Not the greatest quarterly earnings conference call for Microsoft shareholders earlier Thursday afternoon. For the first time in its 26-year history as a public company, Microsoft posted a loss for the quarter instead of a profit.
Microsoft announced a loss of $492 million for the April to June quarter of 2012, equating to a six cents per share loss. Last year at this time, Microsoft was popping their corks over a $6 billion quarterly profit.
Of course, there are so many accounting tricks and fiscal misdirections in this Microsoft quarterly earnings report that the whole thing makes less sense than switching your homepage to Bing. For instance, they actually refer to April through June of 2012 as the year's "fourth quarter"!
Okay, that's a pretty standard accounting practice. Some of the other accounting tricks, though, are a little less run-of-the-mill. Most notably, they wrote off a $6.2 billion loss from 2007 as occurring in mid-2012. The loss is from their purchase of the online ad service aQuantive, which was supposed to turn their Bing search engine into a money maker. The results were as lame as the name "aQuantive".
In other words, Microsoft has just been keeping that loss in their back pocket for a couple years, just waiting for the right quarter to throw it into an earnings report. Do you think they're posting it this particular quarter for tax reasons? Take a wild guess.
If you need any more proof that these books are slightly cooked, consider also that Microsoft has another $540 million in revenue just sitting in the bank that they chose not to declare yet. That $540 million is from Windows 8 upgrade sales. It's not funny money, speculative income, or some mortgage-based derivative -- it's money they actually have right now.
Had Microsoft included this revenue in this quarter's earnings, they would have posted a tiny profit rather than a loss.They announced a loss this quarter by choice.
I'm no financial analyst (though I play one on the internet!), but one can see a clever rationale for Microsoft dumping all their bad news in one fell swoop now. They've got the Windows 8 release coming in a couple months. Tech peeps are all abuzz over and the Windows 8 phone and Microsoft Surface tablet.
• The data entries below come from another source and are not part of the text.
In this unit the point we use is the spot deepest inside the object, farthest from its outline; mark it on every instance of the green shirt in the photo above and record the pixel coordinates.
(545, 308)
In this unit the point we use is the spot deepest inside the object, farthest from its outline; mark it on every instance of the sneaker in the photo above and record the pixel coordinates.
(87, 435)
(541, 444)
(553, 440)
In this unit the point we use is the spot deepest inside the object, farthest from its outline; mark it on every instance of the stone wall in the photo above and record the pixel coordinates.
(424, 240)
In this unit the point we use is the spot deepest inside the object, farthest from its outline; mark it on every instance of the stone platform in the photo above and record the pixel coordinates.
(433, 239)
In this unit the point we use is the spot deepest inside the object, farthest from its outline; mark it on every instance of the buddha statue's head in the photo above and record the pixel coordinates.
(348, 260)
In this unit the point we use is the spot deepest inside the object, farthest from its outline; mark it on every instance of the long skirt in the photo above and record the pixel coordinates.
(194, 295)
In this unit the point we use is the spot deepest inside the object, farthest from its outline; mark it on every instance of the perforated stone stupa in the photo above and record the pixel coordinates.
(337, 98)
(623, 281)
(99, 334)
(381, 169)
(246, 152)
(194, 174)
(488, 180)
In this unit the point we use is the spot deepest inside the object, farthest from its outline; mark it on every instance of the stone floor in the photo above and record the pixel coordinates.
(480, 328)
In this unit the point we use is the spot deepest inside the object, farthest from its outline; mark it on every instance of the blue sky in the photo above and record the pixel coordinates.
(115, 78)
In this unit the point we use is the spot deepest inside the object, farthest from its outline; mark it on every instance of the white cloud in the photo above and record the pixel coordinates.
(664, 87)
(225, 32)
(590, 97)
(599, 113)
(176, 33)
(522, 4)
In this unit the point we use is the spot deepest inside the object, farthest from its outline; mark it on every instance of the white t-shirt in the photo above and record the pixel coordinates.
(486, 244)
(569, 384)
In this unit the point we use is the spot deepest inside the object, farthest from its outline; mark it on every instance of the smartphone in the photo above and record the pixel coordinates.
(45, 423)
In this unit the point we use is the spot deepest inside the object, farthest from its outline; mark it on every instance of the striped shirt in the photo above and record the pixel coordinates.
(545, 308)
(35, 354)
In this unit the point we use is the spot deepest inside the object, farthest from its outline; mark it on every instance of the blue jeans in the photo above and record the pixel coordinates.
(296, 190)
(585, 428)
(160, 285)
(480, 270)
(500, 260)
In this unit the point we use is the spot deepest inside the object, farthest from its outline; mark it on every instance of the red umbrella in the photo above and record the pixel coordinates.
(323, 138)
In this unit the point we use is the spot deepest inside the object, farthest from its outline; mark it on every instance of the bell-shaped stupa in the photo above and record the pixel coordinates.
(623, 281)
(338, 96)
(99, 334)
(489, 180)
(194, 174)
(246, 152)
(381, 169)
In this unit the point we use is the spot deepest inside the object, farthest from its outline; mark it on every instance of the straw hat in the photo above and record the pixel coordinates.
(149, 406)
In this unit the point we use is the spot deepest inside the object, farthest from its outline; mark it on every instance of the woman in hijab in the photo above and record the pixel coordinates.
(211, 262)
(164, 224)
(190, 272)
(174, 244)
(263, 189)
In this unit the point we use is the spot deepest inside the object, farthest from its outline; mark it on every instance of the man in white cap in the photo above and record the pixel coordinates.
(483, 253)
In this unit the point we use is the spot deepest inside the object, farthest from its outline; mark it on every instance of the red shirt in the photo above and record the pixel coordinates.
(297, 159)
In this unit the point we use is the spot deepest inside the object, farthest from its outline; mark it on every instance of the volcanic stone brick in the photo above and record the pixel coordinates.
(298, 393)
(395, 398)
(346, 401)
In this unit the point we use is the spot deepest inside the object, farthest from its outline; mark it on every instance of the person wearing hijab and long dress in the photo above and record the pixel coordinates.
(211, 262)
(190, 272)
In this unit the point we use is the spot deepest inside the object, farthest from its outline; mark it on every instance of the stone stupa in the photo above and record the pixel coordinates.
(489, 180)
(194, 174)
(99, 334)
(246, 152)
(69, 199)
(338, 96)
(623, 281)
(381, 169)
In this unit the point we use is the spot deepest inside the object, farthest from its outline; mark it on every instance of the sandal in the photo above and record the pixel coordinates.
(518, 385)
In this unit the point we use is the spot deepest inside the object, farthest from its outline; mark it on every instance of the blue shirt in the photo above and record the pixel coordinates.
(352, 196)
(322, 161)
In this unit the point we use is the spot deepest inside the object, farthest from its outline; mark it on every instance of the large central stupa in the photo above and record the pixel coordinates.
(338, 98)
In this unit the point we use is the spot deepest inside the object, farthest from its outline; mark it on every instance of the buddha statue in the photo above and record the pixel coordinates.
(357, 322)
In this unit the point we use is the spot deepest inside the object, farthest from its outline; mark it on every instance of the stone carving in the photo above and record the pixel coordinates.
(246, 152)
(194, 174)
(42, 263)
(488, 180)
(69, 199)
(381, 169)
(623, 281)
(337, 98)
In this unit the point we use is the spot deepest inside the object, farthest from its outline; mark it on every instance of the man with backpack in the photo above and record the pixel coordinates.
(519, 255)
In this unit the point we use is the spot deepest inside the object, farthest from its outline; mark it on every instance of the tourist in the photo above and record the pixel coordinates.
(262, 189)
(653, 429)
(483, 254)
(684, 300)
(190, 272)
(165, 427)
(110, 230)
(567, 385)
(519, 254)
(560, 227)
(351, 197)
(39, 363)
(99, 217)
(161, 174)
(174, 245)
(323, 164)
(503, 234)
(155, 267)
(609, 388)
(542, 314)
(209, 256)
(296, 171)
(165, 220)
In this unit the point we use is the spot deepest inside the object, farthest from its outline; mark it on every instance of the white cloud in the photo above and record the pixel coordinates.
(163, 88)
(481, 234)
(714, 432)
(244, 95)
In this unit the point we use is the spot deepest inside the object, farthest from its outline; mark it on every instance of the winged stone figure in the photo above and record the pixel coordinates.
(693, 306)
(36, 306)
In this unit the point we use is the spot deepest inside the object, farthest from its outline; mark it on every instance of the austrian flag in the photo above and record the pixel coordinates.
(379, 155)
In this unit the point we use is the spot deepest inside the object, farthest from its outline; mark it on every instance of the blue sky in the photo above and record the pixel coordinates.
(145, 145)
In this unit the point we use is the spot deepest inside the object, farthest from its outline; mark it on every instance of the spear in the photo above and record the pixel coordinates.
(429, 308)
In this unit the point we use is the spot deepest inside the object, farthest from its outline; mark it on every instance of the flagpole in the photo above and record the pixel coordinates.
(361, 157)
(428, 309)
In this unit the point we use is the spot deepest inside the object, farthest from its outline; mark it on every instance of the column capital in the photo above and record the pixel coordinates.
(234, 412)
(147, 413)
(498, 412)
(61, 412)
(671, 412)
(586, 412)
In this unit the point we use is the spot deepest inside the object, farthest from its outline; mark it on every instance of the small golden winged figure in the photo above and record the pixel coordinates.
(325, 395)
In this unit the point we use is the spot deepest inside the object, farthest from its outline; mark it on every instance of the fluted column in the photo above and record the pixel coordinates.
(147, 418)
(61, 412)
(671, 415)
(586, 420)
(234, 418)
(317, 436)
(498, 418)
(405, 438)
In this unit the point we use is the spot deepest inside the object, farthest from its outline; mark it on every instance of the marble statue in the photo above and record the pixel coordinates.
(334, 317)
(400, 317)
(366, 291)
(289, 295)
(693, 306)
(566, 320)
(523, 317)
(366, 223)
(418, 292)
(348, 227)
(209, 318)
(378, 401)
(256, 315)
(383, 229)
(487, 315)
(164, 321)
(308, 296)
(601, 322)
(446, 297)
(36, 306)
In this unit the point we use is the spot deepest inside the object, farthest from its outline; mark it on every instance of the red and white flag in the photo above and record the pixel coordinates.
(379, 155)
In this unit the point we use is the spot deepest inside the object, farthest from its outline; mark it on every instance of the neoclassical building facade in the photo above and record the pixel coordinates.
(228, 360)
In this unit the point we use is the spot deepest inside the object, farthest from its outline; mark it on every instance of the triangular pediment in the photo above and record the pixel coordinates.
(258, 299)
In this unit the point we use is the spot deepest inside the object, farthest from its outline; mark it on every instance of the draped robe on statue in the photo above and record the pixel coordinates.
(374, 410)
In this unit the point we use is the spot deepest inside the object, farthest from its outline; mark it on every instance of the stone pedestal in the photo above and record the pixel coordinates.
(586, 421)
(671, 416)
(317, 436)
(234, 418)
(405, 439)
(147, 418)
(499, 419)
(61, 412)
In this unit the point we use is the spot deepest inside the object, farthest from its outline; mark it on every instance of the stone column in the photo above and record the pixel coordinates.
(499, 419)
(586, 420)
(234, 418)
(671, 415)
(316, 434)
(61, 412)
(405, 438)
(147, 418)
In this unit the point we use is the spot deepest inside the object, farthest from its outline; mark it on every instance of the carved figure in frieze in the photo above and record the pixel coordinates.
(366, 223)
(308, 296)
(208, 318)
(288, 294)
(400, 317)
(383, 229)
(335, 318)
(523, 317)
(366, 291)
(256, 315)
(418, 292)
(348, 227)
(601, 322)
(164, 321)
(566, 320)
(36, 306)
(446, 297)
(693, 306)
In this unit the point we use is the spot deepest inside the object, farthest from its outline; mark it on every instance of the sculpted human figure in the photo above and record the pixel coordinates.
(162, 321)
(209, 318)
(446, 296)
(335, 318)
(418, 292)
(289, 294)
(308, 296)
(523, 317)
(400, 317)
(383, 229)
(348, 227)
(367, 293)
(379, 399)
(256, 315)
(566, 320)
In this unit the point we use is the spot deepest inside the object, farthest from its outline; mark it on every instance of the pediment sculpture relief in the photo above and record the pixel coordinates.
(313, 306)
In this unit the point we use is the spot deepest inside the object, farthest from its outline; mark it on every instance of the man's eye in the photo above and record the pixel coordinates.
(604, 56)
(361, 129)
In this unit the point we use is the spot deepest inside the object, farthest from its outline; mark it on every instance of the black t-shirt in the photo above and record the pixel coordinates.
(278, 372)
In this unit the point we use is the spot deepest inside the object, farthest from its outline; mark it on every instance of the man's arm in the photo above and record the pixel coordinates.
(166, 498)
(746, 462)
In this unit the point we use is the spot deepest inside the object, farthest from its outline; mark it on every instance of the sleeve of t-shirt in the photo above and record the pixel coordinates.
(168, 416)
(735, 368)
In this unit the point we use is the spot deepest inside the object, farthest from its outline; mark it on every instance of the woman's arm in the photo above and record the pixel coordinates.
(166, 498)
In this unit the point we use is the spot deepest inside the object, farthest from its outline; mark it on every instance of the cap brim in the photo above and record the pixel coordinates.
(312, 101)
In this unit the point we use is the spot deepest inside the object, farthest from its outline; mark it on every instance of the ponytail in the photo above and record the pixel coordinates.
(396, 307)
Folks are generally loving the forthcoming Office 2013. Post the bad stuff now, they may be figuring, to make next quarter's earnings inherently rosier.
Plus, you know, it's July -- plenty of Microsoft's deep-pocketed investors are at the Four Seasons in Maui, sleeping, surfing, and hot-tubbing through the mid-summer earnings reports. This is an awesome time to bury bad news.
Need more proof that investors aren't particularly spooked by the quarterly loss? Microsoft shares are up 61 cents in after hours trading since the "bad news" was announced.